Last week, the PM had wondered why the Election Commission of Pakistan opposed the electronic voting machines (EVMs) as they ensure transparency and it was the job of the ECP to conduct free, fair, and transparent elections. He ridiculed the reasons given by the ECP officials. In September, while supporting the use of modern technology in elections, the ECP had raised 37 objections to the introduction of EVMs in the forthcoming elections. What has reportedly changed the situation is the realization among some of the PTI leaders that the government needs to move forward in consultation with the ECP rather than confronting it. The government panel on ECP appointments has been reconstituted, with Federal Minister Azam Swati replaced by Senator Kamil Ali Agha. After the government managed to bulldoze amendments to the Elections Act 2017 in the joint session of Parliament, allowing the use of electronic voting machines and granting voting rights to overseas Pakistanis, the ECP too decided to prepare comprehensive recommendations on EVMs and on providing expatriates the right to vote.
The ECP has had major reservations about EVMs that include their being tampering-prone and their software easily alterable. The Commission also believes the time is too short for a large-scale procurement and deployment of EVMs and imparting training to a massive number of operators. Further, that it was not advisable to introduce EVMs nationwide in one go. The polls on one day as required under the law would be nearly impossible if EVMs were introduced. What the ECP aims at is to provide answers to the problems caused by the required amendment in the laws. This could lead to talks between the government and the ECP to resolve the differences in the light of the recommendations.

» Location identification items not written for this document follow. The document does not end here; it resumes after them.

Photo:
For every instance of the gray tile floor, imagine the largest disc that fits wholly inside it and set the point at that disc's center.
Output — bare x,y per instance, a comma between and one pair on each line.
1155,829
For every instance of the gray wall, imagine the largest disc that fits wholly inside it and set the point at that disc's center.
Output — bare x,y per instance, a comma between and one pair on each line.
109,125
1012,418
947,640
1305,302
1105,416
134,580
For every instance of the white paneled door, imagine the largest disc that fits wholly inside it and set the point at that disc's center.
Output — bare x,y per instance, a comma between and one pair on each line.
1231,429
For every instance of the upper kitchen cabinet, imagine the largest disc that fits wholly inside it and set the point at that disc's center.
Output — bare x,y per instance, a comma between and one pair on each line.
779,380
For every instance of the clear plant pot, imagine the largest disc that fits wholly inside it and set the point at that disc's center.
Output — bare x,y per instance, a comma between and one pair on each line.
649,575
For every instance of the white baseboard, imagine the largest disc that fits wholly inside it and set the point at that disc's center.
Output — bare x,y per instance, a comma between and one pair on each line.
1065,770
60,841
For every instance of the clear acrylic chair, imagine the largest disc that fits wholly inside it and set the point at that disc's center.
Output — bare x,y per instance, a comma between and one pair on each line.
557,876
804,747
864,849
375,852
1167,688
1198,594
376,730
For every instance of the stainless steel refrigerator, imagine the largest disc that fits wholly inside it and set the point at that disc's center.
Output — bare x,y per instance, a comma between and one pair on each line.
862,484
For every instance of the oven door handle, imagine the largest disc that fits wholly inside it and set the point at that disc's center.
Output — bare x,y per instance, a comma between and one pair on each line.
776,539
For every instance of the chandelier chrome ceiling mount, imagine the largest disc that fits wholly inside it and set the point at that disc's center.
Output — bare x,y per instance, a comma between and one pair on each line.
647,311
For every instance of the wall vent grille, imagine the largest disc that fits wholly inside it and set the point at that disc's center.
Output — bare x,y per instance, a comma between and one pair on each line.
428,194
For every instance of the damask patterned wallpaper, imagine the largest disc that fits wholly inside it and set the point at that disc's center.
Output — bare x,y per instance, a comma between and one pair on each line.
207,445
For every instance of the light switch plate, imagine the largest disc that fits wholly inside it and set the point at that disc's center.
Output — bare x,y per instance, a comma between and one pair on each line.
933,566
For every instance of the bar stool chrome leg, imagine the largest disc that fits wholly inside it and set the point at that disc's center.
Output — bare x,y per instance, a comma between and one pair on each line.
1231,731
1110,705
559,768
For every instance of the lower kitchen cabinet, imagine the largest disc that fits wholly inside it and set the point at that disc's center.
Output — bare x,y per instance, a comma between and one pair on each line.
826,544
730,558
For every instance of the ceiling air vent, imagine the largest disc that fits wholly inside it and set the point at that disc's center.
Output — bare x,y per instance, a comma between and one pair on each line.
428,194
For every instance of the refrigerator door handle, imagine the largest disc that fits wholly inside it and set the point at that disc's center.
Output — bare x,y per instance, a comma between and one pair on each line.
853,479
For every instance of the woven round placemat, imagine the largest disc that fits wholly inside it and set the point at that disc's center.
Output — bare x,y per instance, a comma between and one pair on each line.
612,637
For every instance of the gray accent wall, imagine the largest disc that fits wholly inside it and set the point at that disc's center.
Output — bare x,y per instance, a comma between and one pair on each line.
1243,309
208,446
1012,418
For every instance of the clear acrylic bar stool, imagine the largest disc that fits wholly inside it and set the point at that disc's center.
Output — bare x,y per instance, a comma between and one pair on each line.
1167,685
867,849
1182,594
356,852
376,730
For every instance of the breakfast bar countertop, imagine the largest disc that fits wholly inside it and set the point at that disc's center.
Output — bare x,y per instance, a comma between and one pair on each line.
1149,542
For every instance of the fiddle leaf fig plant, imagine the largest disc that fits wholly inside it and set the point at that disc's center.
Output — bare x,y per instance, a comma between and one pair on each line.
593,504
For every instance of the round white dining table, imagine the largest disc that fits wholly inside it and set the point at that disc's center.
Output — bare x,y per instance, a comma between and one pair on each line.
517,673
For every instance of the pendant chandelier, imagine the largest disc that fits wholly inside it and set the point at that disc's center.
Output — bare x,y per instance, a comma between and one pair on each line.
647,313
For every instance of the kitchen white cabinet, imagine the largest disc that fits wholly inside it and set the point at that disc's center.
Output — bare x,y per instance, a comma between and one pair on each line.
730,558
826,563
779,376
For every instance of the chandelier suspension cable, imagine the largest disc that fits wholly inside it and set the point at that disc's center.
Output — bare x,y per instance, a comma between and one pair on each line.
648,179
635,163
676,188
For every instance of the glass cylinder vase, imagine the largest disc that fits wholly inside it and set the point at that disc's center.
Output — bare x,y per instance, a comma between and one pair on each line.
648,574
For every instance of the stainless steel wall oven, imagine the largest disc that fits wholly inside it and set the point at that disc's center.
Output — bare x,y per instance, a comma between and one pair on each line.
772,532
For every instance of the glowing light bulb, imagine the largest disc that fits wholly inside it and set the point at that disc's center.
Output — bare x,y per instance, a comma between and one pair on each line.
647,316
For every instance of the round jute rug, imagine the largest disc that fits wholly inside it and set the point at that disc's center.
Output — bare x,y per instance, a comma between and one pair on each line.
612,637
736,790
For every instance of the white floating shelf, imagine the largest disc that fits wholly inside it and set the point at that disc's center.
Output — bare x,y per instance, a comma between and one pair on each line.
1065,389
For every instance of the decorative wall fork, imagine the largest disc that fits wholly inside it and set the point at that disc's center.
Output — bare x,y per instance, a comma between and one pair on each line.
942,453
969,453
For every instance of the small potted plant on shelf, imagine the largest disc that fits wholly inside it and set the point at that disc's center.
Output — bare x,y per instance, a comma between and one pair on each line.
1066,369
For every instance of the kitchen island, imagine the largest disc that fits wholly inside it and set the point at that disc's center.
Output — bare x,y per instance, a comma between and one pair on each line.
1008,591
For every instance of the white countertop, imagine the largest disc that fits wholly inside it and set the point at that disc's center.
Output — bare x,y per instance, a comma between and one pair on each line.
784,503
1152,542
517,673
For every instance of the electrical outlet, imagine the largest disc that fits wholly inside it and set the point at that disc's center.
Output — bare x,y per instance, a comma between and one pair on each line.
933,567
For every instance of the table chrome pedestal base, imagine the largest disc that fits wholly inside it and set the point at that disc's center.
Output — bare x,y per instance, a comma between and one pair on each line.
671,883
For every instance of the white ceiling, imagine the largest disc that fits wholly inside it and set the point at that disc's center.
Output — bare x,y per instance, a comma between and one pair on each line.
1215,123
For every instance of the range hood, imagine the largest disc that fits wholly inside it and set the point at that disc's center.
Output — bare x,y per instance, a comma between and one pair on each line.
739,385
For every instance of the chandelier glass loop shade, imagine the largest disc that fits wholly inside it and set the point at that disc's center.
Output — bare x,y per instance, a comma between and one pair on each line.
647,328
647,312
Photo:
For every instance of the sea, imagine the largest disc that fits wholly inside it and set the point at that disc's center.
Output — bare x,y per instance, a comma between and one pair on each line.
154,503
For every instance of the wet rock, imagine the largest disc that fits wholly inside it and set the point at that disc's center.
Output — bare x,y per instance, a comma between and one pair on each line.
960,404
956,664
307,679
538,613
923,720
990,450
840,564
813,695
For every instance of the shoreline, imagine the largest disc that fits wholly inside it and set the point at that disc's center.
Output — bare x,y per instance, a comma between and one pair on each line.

The ECP has appointed committees to provide suggestions to deal with issues like storage of EVMs, and voting procedure for overseas Pakistanis, besides running the pilot testing of the machines and the mechanism for their use. It would identify the best global practices, calculate expenditure and suggest changes in the rules.
It is too early to predict whether the government and the ECP will succeed in jointly resolving the issues related to the use of EVMs. In case of the government insisting on any issue that violates the Constitution, the matter is likely to be taken up by the Supreme Court.